En el mismo orden de cosas (hay tantas obispas en la Iglesia católica como ministras en Grecia), hace días que doy vueltas a la opinión (y al sentimiento) que mucha gente tiene respecto al papa Francisco a pesar de su feroz e implacable política contra las mujeres. No hablo de la derecha, que lógicamente, al comulgar con su ideología y políticas, contribuye a ellas con todas sus fuerzas.

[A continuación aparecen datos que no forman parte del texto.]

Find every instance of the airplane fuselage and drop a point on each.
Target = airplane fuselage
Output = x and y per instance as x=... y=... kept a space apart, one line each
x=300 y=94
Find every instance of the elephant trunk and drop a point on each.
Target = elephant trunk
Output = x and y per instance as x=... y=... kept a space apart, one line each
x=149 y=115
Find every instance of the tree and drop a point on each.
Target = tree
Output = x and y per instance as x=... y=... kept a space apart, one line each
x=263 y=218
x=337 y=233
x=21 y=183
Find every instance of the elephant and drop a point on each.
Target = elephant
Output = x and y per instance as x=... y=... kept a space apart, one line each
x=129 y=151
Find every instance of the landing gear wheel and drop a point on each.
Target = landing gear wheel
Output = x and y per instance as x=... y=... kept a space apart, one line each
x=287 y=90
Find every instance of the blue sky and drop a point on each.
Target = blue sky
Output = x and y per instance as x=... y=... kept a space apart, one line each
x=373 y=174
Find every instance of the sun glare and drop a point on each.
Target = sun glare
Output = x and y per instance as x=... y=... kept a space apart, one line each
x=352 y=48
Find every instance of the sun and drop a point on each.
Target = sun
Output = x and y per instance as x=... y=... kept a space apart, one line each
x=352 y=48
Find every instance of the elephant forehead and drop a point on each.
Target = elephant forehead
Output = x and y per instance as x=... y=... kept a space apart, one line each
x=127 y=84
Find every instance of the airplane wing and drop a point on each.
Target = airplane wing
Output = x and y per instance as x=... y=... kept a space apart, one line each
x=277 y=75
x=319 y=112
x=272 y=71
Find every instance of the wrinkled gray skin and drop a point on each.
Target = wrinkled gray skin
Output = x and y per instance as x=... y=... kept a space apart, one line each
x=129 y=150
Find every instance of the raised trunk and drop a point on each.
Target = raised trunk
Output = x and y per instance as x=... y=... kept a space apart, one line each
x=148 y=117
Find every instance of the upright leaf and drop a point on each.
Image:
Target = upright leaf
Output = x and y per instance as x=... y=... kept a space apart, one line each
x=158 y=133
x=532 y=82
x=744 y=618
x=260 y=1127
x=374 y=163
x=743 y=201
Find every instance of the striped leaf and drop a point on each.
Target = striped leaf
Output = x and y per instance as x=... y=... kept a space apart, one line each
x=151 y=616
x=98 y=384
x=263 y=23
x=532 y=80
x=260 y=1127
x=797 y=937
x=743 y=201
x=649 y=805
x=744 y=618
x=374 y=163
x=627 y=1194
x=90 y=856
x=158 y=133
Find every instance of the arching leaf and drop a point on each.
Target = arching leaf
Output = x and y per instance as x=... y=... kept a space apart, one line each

Hablo de una amalgama de personas -en su mayoría hombres- que consideran que los ataques continuados a las mujeres, el desprecio (que incluso llega al el odio), están mal, pero son un mal menor, una cuestión secundaria, un detalle que no cuestiona «lo importante». Incluso lo postula algún entusiasmado dirigente que aspira a hacer tabla rasa, a realizar otro tipo de política, a acabar con la caspa, como Pablo Iglesias.
Cuando se habla de ello, puede constatarse que hay hombres que no se engañan respecto al, digamos, pensamiento del papa sobre las mujeres, incluso les duele, pero, sin embargo, se ven empujados irremisiblemente a sentir simpatía hacia él. Será porque no se dan cuenta de que su profundo machismo excluye e invalida los supuestos avances, sus ideas no tan retrógradas en otras cuestiones.
Es muy posible que suceda lo mismo con Tsipras. ¡Ay, los límites de la imaginación! Me temo que hay una conexión íntima y estrecha entre los dos casos, entre estas similares aceptaciones.